Former Chief Justice of the Delhi High Court Justice A.P. Shah, said here on Tuesday that the Supreme Court judgment in the Justice Loya case was “utterly wrong and jurisprudentially incorrect”.
He was speaking at the release of former Union Minister Arun Shourie’s book Anita Gets Bail , a critique of the functioning of the judiciary in India.
Summarising Mr. Shourie’s critique of the Supreme Court’s judgment that no enquiry was needed into the death of Justice B. H. Loya, who was hearing a petition related to the Sohrabuddin encounter case in which current BJP president Amit Shah was an accused, Justice Shah said, “In my opinion, the judgment in the Justice Loya case is utterly wrong and jurisprudentially incorrect.”
He related how a three-judge Bench of the apex court concluded that all enquiries be closed “because this is the final word on this controversy”.

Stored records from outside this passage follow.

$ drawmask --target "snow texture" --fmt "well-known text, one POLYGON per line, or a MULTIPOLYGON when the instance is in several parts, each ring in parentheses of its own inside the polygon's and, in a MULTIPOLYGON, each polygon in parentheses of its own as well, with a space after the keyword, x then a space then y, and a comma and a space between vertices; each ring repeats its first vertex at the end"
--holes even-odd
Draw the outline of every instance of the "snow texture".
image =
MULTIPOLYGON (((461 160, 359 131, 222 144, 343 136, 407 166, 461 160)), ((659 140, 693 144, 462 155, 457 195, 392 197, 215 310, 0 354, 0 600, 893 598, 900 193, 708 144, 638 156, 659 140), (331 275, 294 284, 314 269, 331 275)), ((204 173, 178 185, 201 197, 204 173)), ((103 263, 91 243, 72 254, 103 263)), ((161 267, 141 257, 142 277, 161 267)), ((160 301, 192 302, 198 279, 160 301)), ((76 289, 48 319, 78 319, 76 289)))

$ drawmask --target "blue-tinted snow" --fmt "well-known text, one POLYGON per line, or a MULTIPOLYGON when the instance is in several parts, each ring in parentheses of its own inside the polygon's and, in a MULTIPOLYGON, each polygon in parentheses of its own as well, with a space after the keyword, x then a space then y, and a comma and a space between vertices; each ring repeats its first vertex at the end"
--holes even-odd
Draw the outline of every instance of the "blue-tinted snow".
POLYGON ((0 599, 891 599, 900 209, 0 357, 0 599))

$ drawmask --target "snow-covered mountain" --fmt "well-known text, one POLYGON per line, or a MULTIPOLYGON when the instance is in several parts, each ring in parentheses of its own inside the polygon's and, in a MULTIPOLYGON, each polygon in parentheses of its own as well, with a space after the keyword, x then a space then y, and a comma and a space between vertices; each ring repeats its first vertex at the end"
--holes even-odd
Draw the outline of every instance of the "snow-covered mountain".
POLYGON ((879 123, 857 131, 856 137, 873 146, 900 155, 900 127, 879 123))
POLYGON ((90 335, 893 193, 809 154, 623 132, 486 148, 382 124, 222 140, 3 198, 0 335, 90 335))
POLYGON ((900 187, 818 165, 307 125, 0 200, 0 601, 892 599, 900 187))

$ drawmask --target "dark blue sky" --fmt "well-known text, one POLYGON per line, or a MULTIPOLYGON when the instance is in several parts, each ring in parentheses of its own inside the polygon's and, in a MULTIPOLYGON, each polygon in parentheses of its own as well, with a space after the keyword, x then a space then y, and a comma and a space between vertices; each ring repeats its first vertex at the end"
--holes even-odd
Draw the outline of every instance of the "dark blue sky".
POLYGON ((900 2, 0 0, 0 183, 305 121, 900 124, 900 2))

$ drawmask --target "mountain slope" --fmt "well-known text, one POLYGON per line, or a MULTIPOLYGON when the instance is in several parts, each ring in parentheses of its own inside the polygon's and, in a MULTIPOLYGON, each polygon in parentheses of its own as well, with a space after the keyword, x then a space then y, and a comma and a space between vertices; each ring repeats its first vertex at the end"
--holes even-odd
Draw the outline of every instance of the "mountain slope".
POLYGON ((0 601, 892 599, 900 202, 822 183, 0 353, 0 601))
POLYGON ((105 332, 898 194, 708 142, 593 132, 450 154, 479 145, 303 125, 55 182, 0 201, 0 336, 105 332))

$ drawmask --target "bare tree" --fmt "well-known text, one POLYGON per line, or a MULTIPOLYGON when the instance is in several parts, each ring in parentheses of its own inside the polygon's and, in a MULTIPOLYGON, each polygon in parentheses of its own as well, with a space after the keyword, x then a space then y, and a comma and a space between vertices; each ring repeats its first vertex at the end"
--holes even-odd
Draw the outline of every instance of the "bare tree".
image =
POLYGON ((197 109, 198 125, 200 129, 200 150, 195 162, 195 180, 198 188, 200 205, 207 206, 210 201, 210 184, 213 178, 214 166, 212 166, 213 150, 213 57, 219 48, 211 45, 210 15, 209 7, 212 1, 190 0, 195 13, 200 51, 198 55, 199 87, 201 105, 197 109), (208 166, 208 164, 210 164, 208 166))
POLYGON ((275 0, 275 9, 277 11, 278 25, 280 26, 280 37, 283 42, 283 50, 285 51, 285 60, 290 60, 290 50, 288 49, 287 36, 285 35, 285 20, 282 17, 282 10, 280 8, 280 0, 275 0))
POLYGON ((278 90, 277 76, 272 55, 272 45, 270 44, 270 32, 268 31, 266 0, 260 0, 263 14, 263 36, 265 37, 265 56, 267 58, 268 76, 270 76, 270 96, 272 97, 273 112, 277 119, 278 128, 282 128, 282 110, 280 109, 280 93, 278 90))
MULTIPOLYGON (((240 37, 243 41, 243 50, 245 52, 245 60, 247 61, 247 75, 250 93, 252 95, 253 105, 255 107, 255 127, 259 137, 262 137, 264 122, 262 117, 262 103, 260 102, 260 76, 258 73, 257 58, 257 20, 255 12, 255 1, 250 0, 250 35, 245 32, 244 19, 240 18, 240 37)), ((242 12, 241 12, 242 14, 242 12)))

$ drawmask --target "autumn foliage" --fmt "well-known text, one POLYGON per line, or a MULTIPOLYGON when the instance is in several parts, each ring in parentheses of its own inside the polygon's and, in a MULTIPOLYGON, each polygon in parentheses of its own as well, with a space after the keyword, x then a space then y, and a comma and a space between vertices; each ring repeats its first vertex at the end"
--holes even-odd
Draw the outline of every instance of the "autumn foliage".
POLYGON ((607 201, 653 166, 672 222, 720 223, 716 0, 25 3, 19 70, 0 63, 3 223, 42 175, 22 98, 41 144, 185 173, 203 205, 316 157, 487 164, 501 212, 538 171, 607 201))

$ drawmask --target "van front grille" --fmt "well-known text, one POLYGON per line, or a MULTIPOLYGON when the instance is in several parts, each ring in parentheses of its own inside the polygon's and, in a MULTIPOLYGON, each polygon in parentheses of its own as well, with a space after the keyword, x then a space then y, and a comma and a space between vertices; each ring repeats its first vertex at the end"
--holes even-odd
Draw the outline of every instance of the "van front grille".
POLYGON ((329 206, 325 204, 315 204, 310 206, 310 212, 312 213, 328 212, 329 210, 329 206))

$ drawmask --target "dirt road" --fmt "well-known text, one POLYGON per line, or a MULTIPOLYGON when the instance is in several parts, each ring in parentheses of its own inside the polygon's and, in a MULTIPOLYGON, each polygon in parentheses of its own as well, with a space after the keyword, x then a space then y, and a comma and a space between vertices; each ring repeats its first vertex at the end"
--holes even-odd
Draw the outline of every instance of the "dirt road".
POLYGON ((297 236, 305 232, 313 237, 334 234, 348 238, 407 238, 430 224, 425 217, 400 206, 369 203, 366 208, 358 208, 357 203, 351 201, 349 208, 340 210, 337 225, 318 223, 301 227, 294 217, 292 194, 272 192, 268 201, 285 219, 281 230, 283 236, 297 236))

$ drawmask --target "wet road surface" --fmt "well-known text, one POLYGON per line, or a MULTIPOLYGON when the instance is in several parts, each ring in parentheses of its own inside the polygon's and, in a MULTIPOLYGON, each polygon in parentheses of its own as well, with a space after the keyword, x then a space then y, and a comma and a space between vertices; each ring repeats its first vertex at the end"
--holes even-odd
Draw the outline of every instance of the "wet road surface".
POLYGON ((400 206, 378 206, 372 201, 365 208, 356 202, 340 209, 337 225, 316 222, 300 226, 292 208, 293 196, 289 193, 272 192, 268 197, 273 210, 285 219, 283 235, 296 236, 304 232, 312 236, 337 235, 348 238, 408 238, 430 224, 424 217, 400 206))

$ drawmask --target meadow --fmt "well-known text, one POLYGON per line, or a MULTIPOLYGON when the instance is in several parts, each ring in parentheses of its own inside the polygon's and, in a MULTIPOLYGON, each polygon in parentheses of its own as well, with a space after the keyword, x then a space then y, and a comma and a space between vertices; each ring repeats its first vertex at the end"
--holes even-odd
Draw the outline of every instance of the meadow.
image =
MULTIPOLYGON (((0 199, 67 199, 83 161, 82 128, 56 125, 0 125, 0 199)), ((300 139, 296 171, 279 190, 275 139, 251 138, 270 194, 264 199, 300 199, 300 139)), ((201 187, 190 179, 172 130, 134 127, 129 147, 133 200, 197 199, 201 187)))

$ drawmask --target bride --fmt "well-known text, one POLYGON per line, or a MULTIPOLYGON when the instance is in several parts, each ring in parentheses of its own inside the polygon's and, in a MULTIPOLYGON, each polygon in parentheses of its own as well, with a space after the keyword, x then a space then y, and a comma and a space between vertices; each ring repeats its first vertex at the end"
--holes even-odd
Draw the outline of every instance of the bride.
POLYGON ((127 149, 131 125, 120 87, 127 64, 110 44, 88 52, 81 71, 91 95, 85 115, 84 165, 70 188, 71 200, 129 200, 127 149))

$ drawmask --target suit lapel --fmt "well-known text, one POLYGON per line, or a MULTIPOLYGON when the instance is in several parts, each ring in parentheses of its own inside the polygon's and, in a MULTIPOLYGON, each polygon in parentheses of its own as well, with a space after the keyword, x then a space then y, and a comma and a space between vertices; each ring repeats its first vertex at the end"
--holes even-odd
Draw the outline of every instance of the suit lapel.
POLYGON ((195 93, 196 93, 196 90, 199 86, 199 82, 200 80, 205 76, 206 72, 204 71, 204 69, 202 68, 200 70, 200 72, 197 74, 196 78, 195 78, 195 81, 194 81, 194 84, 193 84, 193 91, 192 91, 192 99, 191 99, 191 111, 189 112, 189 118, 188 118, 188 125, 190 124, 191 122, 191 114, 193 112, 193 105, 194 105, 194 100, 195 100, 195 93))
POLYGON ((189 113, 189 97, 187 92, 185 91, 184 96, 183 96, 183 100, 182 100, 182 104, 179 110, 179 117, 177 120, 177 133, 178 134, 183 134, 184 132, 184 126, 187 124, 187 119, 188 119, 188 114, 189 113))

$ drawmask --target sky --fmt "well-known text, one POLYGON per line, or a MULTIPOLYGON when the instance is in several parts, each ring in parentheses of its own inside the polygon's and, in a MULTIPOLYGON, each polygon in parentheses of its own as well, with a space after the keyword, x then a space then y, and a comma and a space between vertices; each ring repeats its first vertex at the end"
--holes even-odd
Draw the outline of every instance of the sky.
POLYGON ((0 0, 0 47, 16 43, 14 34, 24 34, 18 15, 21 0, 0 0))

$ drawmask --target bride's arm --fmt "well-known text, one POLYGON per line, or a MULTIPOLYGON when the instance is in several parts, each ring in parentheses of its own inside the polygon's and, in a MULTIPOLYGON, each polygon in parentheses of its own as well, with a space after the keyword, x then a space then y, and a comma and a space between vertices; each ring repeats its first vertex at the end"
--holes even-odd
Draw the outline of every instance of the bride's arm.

Before articulating this critique of the judgment rejecting an enquiry into Justice Loya’s death, which came after Mr. Shourie’s book went to press, Justice Shah narrated the author’s summary of the sequence of events, underlining that a case that should have ordinarily been heard by the Bombay High Court landed up as a petition in the Supreme Court and was assigned to Justice Arun Mishra’s Bench.
The plea in the Supreme Court came after a petition seeking an enquiry into the judge’s death was filed in the Bombay High Court following publication of a story in Caravan .
The story talked about how some of Justice Loya’s family members refused to accept that he died of a sudden heart attack.
“The Supreme Court acted as a court of appeal and granted some sort of an acquittal without the benefit of the judgment of the trial court,” Justice Shah said.
Speaking after Justice Shah, former Chief Justice Justice R.M. Lodha commended the book and underlined the importance of independence of the judiciary from the executive.
In his address at the end of the session, Mr. Shourie hit out at what he called was the executive’s “attempt to undermine the judiciary” and the latter’s role of “convenience to the executive”.
He exhorted senior lawyers in the audience to “counsel the Chief Justice of India [CJI Dipak Misra]”.
“Today, there is a well-planned, systematic assault.... The mentality is totalitarian, meaning total control over every geographical and institutional space,” Mr. Shourie said, adding that it was time to “check them on every manoeuvre”.
‘No oath-taking’
Criticising the rejection of Justice K.M. Joseph’s name, which was sent from the Supreme Court collegium for appointment as an apex court judge, Mr. Shourie said the CJI could have said that there would be no oath-taking ceremony unless both names sent by the collegium were accepted.
“Today we are getting accustomed to a new normal,” Mr. Shourie said, hitting out at the newly appointed Jammu and Kashmir Deputy Chief Minister for saying that the gang rape of a child in Kathua was a “minor incident”.